Elephants starve as tourism comes to a standstill

The World Elephant Foundation (WEF) has launched the Save the Asian Elephant campaign to raise funds and awareness of the mammals’ plight amid lockdowns, as elephants in shelters and parks throughout Thailand, Myanmar, Cambodia and Laos face starvation as tourism dries up.

The crux of the matter lies in the fact that the elephant shelters and parks rely on tourism for revenue. WEF intends to set up a registry for rescue organisations and sanctuaries to indicate their numbers and needs. This will allow the organisation to embark on a coordinated approach to help the animals across the Greater Mekong region.

WEF launches campaign to save Thai elephants from starvation as tourism collapses

In a press statement, Nudplee Hamundee, director, WEF, called on those concerned for the welfare of the animals to sponsor an individual elephant. He explained that no government support is provided for the mammals, who may then be “sold for illegal logging or hard labour” or have no option but to starve to death. Pregnant female elephants may also be smuggled.

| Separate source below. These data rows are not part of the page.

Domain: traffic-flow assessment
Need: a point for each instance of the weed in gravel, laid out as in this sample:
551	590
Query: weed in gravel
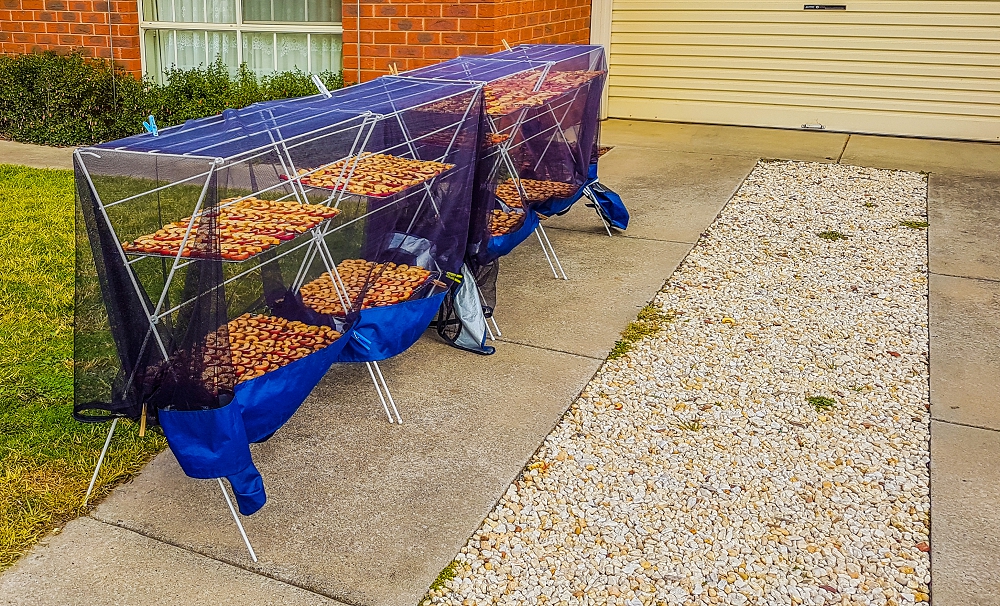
821	403
832	236
694	425
649	322
446	574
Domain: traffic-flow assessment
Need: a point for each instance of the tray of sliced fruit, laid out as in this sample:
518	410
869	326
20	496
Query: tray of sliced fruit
382	284
535	191
503	222
259	344
375	175
245	228
512	93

He added that the situation has been made more dire as it is the dry season and there is a lack of jungle remaining. Instead of giving the animals fresh plants or vegetation, elephant carers have had to purchase food from farms. However, they are running out of cash, said Hamundee.

Hamundee expressed hope that concerned tourists who have visited the region will show solidarity by contributing to the campaign’s initiatives.

The plight of the elephants is the latest warning sign of the risks faced by tourism-reliant economies and communities. As visitor arrivals began to fall in mid-January, the elephant owners and herders were not spared from the financial distress that gripped most individuals and businesses in the tourism sector, said Hamundee in the statement.

Besides being used to feed the animals, funds raised at elephant camps and sanctuaries were also used to “further animal welfare, combat smuggling and encourage conservation and habitat restoration”, he added.

The livelihoods of Kui hill tribes in Surin, Thailand as well as Cambodia and Laos have been severely impacted as they have been breeding elephants to be sold to sanctuaries so tourists could interact with the mammals.